Nothing herein shall operate to limit the common law liability of any Seller to Purchasers for fraud in the event such Seller is finally determined by a court of competent jurisdiction to have willfully and knowingly committed fraud against any Purchaser, with the specific intent to deceive and mislead any Purchaser, regarding the representations and warranties made in this Agreement.

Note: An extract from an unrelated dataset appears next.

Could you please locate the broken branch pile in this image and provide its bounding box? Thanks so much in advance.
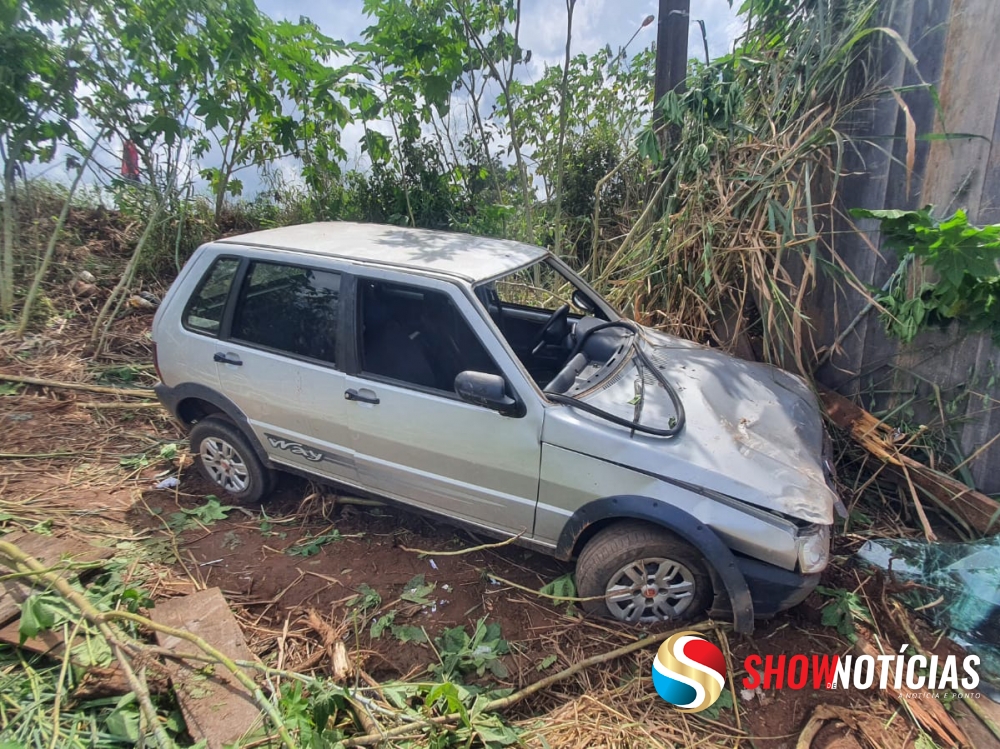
[819,387,1000,541]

Although the market has moved significantly toward defining fraud for the purpose of exclusive remedy carve-outs, there remain those buyers who are or claim ignorance of that market movement or of the issues undefined carve-outs can create.  But to maintain as much deal certainty as is legally permissible for the private equity seller, it is important that these buyers be educated and that sellers’ counsel remain vigilant about insisting on appropriate definitions that protect the buyers from real fraud by the sellers respecting the negotiated factual predicates that are contained within the written agreement, but which do not permit disappointed buyers to ignore the contractually bargained-for limits on post-closing claims in the absence of such real fraud by the sellers.

 

 

  1. See Glenn D. West, That Pesky Little Thing Called Fraud:  An Examination of Buyers’ Insistence Upon (and Sellers’ Too Ready Acceptance of) Undefined “Fraud Carve-Outs” in Acquisition Agreements, 69 Bus. Law. 1049 (2014).
  2. See e.g., Glenn West, Private Equity Sellers Must View “Fraud Carve-outs” with a Gimlet-Eye, Weil Insights, Weil’s Global Private Equity Watch, March 16, 2016;  Glenn West, The Surprising Connection Between an Extra-Contractual Fraud Claim and a Flesh-Eating Zombie, Weil Insights, Weil’s Global Private Equity Watch, March 3, 2016; Glenn West, Exclusive Remedy Provisions, Fraud Carve-outs, and Personal Liability for Sell-Side Private Equity Professionals, Weil Insights, Weil’s Global Private Equity Watch, December 1, 2015;  Glenn West, Promissory Fraud, Anti-reliance and the Dreaded “Undefined” Fraud Carve-out, Weil Insights, Weil’s Global Private Equity Watch, October 26, 2015; see also, Glenn West, Reps and Warranties Redux—A New English Case, An Old Debate Regarding a Distinction With or Without a Difference, Weil Insights, Weil’s Global Private Equity Watch, August 2, 2016.
  3. See generally, Glenn D. West & W. Benton Lewis, Jr., Contracting to Avoid Extra-Contractual Liability—Can Your Contractual Deal Ever Be the “Entire” Deal?,  64 Bus. Law. 999 (2009).
  4. C.A. No. 7135-VCP, 2013 WL 2326881, at *1 (Del. Ch. May 29, 2013).
  5. 891 A.2d 1032, 1034 (Del. Ch. 2006).
  6. Id. at 1064.
  7. Id.
  8. Id. at 1063.
  9. See Timothy A. Miller, How M&A Buyers Can Guard Against Extracontractual Fraud, Law360 (March 6, 2017, 11:32 AM EDT).